To make this more clear we've traced in bold the edges which are used in the case of a being greater than b:

graph of a compare function with edges taken shown in bold

When control reaches the merge node we then get the value from the phi node. The program 'remembers' the direction from which control came into the merge node and passes this as a value to the phi node which uses that as a switch to chose the correct value. In practice this is not how this is implemented, but it is the logical model.

Local variables

Note that the graphs don't contain and reads or writes from any names, such as local variables. Instead, the edges in our graph replace the names. In a more conventional intermediate representation an add instruction might have three variables - two values and a result - or one of the values may also be the result. In our graph, the add instruction instead has two input edges and an output edge.

Even local variables become edges in our graph. If we modify our compare routine from above to use a local variable like this:

def compare(a, b)
  if a < b
    n = -1
  elsif a > b
    n = +1
  else
    n = 0
  end
  n
end

We may expect to see references to the name n somewhere in the graph, but instead we have almost exactly the same graph as before in the version with no name. In the previous graph we turned the implicit data flow to the method return into edges, and in this graph we turned the explicit local variable name into edges in the same way.

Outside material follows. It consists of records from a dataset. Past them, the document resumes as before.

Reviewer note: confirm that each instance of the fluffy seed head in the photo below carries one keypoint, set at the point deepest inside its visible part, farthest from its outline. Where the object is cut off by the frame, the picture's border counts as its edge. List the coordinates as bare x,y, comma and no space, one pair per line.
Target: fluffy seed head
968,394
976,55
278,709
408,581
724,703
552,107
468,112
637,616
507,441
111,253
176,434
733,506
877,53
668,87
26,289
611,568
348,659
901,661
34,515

graph of a compare function with local variables

Note that we've run a couple of optimisation passes, which are explained later in another document, to tidy up the graphs shown above after they have been constructed.

More technical details

Graphical intermediate representations are not a new development, but they don't seem to be applied much in practice. GCC and LLVM, two of the most popular compilers, both more traditional linear intermediate representations. The V8 JavaScript interpreter's very top tier, Turbofan, uses a graphical IR but otherwise V8 doesn't. The server compiler (also called 'C2', the one you get with the -server flag) in the HotSpot JVM uses a graphical intermediate representation, as does the Graal JVM compiler.

It is the C2 compiler's IR on which Rhizome's is based in terms of structure, but not implementation details. C2's IR is described in papers 1 and 2 by the original designer, Cliff Click, and others.

Graphical IR's like Rhizome's are a form of 'program dependence graph'. I'm not sure of the history but I think originally the graphical part was done simply within basic blocks and nodes did not usually flow between basics. I believe that the libFirm library for writing compilers is a graphical IR but with this restriction that each basic block is its own little graph.

It's possible that graphical IRs use more memory and cause more indirect memory accesses which defeat your processor's caches, which is one reason why they may not be more popular. The implementation of our IR is certainly not compact. Each node has an object allocated for it, and reaching from one node to another means at least two memory indirections. The paper above on C2 spends a lot of time talking about how they made their representation use less memory.

It may also be the case that graphical IRs are harder to visualise and understand which makes working with them more difficult. You probably do need some kind of graphical tool to understand non-trivial graphs, rather than relying on pretty-printed text. The Rhizome graph visualiser does this for us.

Potential projects

  • Use ideas from Cliff Click to reduce the memory consumption and indirection of our implementation of the IR.